In https://homepages.warwick.ac.uk/staff/C.M.Elliott/DziEll13a.pdf on page $299$ the notion of weak derivatives on hypersurfaces is introduced via
For a $2$-dimensional hypersurface $\Sigma \subset \mathbb R^3$ with unit outer normal $\eta,$ mean curvature $\mathcal H$, we call $v$ the weak gradient or $v_i \in L^1(\Sigma)$ the weak partial derivatives of $u \in L^1(\Sigma)$ if for all $\varphi \in C_0^{\infty}(\Sigma)$ we have the relation
\begin{equation} \int_\Sigma u \frac{\partial \varphi}{\partial x_i} \, dA = -\int_\Sigma \varphi v_i\, dA + \int_\Sigma u \varphi \mathcal H \eta_i \, dA. \end{equation}
Now my question is: Why is the second integral not $$-\int_{\partial\Sigma} \varphi v_i\, dA?$$ Shouldn't there always be a boundary term when partially integrating?
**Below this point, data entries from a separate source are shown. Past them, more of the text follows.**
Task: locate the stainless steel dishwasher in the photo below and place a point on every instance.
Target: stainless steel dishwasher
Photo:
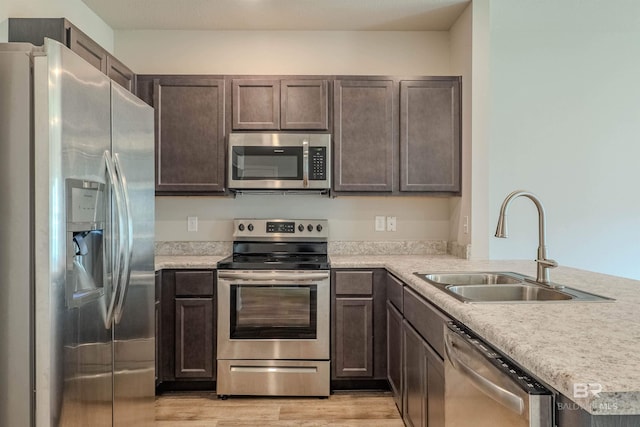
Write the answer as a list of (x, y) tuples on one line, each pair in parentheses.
[(485, 389)]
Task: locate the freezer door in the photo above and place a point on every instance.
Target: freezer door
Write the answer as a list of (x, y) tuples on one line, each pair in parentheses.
[(134, 323), (73, 378), (16, 186)]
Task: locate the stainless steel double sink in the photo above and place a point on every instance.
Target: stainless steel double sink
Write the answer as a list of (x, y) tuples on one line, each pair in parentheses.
[(503, 287)]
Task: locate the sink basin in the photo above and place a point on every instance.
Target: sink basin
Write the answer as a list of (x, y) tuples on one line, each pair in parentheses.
[(473, 278), (498, 293), (505, 287)]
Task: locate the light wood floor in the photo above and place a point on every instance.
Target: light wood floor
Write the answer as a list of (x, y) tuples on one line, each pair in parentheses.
[(200, 409)]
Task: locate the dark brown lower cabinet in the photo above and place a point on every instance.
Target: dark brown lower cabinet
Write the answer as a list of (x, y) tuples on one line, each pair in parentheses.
[(394, 353), (354, 337), (194, 338), (158, 317), (187, 336), (359, 344), (423, 381)]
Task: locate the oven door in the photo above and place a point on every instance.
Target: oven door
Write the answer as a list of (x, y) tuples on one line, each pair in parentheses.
[(266, 314)]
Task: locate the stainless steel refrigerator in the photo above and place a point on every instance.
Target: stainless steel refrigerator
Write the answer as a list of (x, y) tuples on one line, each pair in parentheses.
[(77, 254)]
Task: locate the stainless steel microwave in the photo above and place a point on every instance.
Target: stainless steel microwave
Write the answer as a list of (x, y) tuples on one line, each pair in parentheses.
[(279, 161)]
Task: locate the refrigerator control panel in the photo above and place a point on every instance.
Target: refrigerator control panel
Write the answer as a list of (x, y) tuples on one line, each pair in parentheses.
[(85, 205)]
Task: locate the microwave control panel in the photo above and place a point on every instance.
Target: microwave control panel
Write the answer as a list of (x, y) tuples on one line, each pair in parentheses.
[(317, 163)]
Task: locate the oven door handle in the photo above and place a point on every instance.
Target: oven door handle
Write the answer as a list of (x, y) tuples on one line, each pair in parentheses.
[(274, 276)]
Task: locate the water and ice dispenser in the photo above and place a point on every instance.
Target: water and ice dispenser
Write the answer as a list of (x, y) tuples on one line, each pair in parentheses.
[(85, 241)]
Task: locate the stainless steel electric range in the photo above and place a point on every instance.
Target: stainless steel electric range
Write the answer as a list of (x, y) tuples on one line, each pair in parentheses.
[(273, 310)]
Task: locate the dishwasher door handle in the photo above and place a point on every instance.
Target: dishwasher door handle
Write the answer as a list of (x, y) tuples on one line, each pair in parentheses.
[(494, 391)]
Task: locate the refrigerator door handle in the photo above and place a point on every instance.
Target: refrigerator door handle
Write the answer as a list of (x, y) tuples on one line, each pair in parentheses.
[(126, 268), (116, 264)]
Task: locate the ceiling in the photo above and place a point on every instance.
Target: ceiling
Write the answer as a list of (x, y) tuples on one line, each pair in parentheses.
[(328, 15)]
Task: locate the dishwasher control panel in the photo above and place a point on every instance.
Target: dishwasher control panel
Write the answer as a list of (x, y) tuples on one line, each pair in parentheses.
[(499, 360)]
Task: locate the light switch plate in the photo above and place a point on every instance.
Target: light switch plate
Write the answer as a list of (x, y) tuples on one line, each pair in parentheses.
[(391, 223), (192, 223)]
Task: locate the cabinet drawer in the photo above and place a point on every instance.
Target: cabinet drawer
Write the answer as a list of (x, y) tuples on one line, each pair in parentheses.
[(426, 319), (354, 282), (394, 291), (194, 283)]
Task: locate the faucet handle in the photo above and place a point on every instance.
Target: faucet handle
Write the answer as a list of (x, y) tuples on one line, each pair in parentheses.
[(548, 263)]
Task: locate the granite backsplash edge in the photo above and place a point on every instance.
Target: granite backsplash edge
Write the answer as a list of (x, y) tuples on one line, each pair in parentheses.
[(411, 247)]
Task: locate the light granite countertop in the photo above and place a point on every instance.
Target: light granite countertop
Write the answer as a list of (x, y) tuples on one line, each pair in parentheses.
[(562, 343)]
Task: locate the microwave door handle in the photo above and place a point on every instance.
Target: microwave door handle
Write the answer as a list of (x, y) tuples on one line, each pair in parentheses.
[(305, 163)]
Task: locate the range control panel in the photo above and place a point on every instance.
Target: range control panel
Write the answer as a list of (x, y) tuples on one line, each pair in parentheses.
[(280, 229)]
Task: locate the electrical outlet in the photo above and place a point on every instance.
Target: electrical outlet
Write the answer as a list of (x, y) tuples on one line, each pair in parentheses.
[(192, 223), (391, 223)]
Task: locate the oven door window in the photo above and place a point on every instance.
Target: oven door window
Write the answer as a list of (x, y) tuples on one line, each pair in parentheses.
[(273, 312), (267, 163)]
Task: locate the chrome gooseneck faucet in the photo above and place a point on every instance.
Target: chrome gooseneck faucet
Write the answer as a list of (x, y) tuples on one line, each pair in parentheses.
[(544, 264)]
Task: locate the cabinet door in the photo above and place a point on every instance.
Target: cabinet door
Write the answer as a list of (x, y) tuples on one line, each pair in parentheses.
[(256, 104), (394, 353), (364, 135), (414, 378), (88, 49), (120, 73), (194, 338), (354, 337), (430, 136), (303, 104), (158, 317), (190, 151), (435, 388)]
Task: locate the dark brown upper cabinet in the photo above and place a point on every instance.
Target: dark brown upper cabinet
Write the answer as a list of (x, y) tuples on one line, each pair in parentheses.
[(275, 104), (120, 73), (365, 135), (380, 148), (304, 105), (256, 104), (190, 132), (34, 30), (430, 137)]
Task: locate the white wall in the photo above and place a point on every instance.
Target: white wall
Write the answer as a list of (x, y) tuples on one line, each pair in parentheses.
[(294, 52), (480, 129), (461, 50), (565, 124), (74, 10), (285, 52), (351, 218)]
Let's start with Theorem 2.10 on page 297
So we "weaken" this and let $f=u\varphi$, $\varphi\in C^\infty_0(\Gamma)$, $u\in L^1(\Gamma)$ and we have $$\require{color}\require{cancel} \int_\Gamma\nabla_\Gamma (u\varphi)\,\mathrm{d}A = \int_\Gamma u\varphi H\nu\,\mathrm{d}A{\color{red}+\cancelto{0}{\int_{\partial\Gamma}u\varphi\nu\,\mathrm{d}A}}. $$ so using Leibniz $\nabla_\Gamma(u\varphi)=(\nabla_\Gamma u)\varphi+u(\nabla_\Gamma\varphi)$ and rearrange, we have $$ \int_\Gamma uD_i\varphi\,\mathrm{d}A = -\int_\Gamma v_i\varphi\,\mathrm{d}A+\int_\Gamma u\varphi H\nu_i\,\mathrm{d}A$$ that you see in Definition 2.11.